The number of registered survivors of the Nanjing Massacre declined to 44 on Thursday with the death of a survivor, according to the Memorial Hall for the Victims of the Nanjing Massacre by Japanese Invaders.
Zhang Huixia, 94, lived in Nanjing, Jiangsu, together with her family members. In 1937, the then-8-year-old lost her father and an uncle during the massacre.
At that time, Zhang's family lived in No 47 Sanfang Lane, Changle Road. After Japanese troops captured Nanjing, the family, including Zhang, her parents, two younger brothers, a sister, a grandmother and an uncle, tried to hide in a refugee camp.
The refugee camp did not allow male adults to go inside, so the father and the uncle had to stay outside. The grandmother asked Zhang to dress like a boy and stayed with the two.
At noon on Dec 14, many Japanese soldiers came near the camp. Some soldiers pushed the father, the uncle and some Chinese men with guns and took them away. A soldier stopped Zhang, who was crying out, from chasing them with his gun.
The girl never met her then 29-year-old father and 27-year-old uncle again.
After she rushed into the camp to tell her family what had happened, the grandmother, with a walking stick in one hand and Zhang's hand in the other, walked through nearby streets trying to find her sons.

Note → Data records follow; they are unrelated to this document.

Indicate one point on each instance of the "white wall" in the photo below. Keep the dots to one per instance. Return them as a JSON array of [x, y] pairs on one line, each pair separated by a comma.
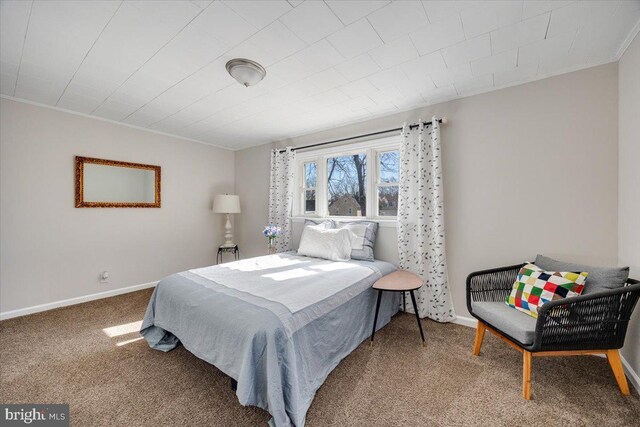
[[629, 183], [51, 251], [527, 169]]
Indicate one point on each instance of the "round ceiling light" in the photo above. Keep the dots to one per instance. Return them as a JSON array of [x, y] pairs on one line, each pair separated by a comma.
[[246, 71]]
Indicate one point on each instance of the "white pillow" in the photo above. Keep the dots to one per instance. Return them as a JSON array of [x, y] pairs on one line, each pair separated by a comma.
[[331, 244]]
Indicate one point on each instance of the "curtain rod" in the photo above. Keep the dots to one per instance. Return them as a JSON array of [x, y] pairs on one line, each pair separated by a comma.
[[335, 141]]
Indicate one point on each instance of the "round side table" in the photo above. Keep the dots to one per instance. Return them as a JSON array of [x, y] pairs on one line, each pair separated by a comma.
[[398, 281]]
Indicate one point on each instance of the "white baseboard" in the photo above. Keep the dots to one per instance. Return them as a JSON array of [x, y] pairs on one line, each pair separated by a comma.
[[73, 301], [632, 375]]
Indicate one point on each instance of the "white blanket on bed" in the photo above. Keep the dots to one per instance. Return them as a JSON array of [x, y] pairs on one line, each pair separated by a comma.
[[293, 281]]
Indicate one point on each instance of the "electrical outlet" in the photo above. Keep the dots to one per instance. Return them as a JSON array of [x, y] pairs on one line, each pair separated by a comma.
[[104, 277]]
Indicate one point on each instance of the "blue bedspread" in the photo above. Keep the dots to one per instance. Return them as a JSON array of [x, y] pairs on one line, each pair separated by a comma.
[[278, 324]]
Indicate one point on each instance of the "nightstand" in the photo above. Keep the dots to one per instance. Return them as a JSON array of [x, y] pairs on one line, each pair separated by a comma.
[[398, 281], [227, 250]]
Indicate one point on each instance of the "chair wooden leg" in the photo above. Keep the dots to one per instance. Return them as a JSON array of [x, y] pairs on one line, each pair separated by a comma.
[[479, 337], [613, 356], [526, 374]]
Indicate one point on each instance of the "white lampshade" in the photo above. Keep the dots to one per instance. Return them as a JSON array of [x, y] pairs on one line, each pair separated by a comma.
[[226, 203]]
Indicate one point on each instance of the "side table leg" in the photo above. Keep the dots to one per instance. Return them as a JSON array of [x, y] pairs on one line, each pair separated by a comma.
[[375, 318], [415, 308]]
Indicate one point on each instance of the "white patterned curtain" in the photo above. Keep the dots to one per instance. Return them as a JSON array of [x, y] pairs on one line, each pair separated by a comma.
[[421, 220], [281, 195]]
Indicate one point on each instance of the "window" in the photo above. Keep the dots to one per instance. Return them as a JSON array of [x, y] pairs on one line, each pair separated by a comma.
[[387, 183], [346, 185], [358, 181], [309, 187]]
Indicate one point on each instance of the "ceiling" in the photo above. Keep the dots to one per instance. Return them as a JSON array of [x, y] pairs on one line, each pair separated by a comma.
[[160, 65]]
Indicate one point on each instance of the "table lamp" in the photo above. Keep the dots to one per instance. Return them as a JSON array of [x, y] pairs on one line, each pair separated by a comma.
[[227, 204]]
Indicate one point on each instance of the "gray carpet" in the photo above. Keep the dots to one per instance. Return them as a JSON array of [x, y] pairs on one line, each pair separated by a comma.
[[63, 356]]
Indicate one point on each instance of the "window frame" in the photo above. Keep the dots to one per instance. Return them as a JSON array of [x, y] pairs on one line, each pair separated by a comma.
[[371, 149], [378, 183], [303, 193]]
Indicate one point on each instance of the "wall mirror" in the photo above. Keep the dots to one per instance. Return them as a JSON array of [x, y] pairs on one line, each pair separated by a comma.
[[112, 184]]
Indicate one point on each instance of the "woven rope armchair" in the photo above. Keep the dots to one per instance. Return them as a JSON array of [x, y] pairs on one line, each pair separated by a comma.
[[587, 324]]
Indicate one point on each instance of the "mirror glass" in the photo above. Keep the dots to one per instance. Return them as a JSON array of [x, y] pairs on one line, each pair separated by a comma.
[[109, 183], [104, 183]]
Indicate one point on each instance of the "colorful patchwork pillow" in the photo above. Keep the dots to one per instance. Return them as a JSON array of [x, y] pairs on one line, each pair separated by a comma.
[[534, 287]]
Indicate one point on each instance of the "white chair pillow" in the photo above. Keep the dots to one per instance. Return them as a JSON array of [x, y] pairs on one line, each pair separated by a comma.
[[331, 244]]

Zhang recalled: "There were bodies everywhere, male and female. Some lay on their stomachs, some on their backs and some on one side on the ground.
"My grandmother turned the dead men's heads one by one. We were crying while looking for them. We couldn't find them until it was dark."
Apart from the nightmare during the massacre, Zhang later lived a happy life together with many family members. She often mentioned the history to them, asking them to cherish peace.
"Six survivors have died since January this year," said a worker from the Memorial Hall for the Victims of the Nanjing Massacre by Japanese Invaders. "Only 44 survivors registered at the memorial hall, who are all very old, are still alive."
The Nanjing Massacre took place when Japanese troops captured the then-Chinese capital on Dec 13, 1937. Over six weeks, they killed approximately 300,000 Chinese civilians and unarmed soldiers in one of the most barbaric episodes of the War of Resistance Against Japanese Aggression (1931-45).
In 2014, China's top legislature designated Dec 13 as the national memorial day for the victims of the Nanjing Massacre.